Written by Brandy Bruyere, Regulatory Compliance Counsel
We hope everyone successfully survived last Friday’s mortgage rule compliance deadlines! While many of us spent Monday settling into the new regulatory regime, NCUA released two Regulatory Alerts— 14-RA-03 and 14-RA-04 (Alerts). These Alerts provide an overview of the new mortgage servicing rules under Regulation X (RESPA) and Regulation Z (TILA). Most of these rules went into effect on January 10th and these Alerts are helpful basic summaries of these rules.
Together, these two Alerts address the nine mortgage servicing provisions. The first three are under Regulation Z and the last six are under Regulation X:
- Periodic statements;
- Adjustable Rate Mortgage (ARM) disclosure notices;
- Prompt crediting and payoff statements;
- Force-placed insurance;
- Error resolution and information requests;
- General servicing policies, procedures, and requirements;
- Early intervention with delinquent members;
- Continuity of contact with delinquent members;
- Loss mitigation
Generally, the Alerts address the scope of the regulations as well as the content and timing required for various notices and statements. Also, both Alerts summarize the definition of the small servicer exemption:
“How Does a Credit Union Qualify for the Small Servicer Exemption?
Your credit union is considered a small servicer under both the TILA and RESPA Mortgage Servicing rules if:
• Together with any affiliates, you service 5,000 or fewer mortgages, and you (or an affiliate) are the creditor or assignee for all of them.
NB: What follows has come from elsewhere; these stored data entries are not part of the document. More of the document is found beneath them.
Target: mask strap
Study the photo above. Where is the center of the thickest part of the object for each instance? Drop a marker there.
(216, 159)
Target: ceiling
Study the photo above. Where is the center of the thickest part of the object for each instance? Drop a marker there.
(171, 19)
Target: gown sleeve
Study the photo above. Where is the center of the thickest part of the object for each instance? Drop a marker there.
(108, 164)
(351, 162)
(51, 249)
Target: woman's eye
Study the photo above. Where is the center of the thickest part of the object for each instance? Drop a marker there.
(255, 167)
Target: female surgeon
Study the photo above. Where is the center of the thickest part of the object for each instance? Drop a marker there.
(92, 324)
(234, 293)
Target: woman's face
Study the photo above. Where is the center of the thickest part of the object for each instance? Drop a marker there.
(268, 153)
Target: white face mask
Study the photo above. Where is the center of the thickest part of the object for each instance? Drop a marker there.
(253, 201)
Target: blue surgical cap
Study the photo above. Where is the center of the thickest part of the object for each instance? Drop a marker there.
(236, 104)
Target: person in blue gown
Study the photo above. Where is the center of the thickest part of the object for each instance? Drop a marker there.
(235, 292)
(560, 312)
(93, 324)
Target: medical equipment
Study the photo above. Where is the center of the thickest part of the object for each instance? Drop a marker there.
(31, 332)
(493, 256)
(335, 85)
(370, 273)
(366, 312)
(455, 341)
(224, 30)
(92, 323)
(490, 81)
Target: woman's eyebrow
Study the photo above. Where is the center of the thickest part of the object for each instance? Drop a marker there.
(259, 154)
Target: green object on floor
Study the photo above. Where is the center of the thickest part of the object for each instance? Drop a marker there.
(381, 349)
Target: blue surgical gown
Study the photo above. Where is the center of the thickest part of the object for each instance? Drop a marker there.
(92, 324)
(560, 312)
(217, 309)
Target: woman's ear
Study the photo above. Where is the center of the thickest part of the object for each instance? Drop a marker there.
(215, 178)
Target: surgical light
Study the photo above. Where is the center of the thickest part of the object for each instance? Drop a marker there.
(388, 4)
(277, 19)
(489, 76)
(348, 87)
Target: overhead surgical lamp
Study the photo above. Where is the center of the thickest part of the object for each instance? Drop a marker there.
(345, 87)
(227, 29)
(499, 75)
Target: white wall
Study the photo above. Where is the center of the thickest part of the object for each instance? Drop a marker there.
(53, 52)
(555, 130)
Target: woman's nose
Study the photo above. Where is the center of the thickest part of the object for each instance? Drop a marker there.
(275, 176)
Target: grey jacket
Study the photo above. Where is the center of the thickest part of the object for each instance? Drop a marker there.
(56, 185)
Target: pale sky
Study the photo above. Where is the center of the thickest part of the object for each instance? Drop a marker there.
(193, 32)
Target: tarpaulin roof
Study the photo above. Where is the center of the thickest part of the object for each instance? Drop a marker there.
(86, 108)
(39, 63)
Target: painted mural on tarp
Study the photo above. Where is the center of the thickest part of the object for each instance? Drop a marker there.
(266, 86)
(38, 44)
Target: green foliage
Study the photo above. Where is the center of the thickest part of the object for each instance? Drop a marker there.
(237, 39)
An affiliate is defined as any company that controls your credit union, is controlled by your credit union, or is under common control with your credit union.6 For example, a credit union service organization (CUSO) that is owned by a credit union is considered an affiliate.
If you service any mortgages you (or an affiliate) did not originate or do not own, you do not qualify as a small servicer, even if you service 5,000 or fewer loans overall. For example, if you service 2,000 loans—1,999 of which you own or originated and one of which you neither own nor originated but for which you own the servicing rights—you do not qualify as a small servicer because you service a loan for which you (or an affiliate) are not the creditor or assignee.
To determine if you are a small servicer, count “mortgage loans” only. A mortgage loan is a closed-end consumer credit transaction secured by a dwelling. Do not include reverse mortgages, timeshare plans, or loans you voluntarily service for a creditor or an assignee that is not an affiliate and for which you do not receive any compensation or fees.
The small servicer exemption is determined each calendar year based on the loans you and your affiliates service as of January 1 for the remainder of the year.
You can lose the small servicer exemption if you:
• Service more than 5,000 loans; or
• Take on the servicing of a loan you do not own or did not originate.
If you lose the exemption, you have six months from the date you stopped being a small servicer or until the next January 1 (whichever is later) to comply with the RESPA/TILA mortgage servicing requirements from which you were exempt as a small servicer.”
Just remember, the small servicer exemption is only available for a few of the mortgage servicing rules. Here is a past NAFCU blog which clarifies which rules are eligible for this exemption.
CFPB Updates. Also, on Friday the CFPB released two items that may be of interest. The first details changes to certain consumer information brochures (Sample Letters to Mortgage Servicers to Guide Consumers). The second is a notice regarding updates to its examination manuals for mortgage origination and servicing.
Shameless Plug Alert—Webcast: On Wednesday, February 5th, NAFCU will host a webcast titled Getting Complaints – What to Do Next to Safeguard and Improve Your Credit Union. A properly activated complaint management process helps satisfy NCUA requirements for documenting and responding to customer criticisms. Register by Jan. 29 to save $100 and learn the steps your credit union should be implementing.
I’ll end on a palate cleanser, at least for those who love dogs. My husband and I adopted our dog from a local rescue two years ago, and during that time my dog has almost grown as big and robust as mortgage regulations. It’s hard to believe he was ever so “small.”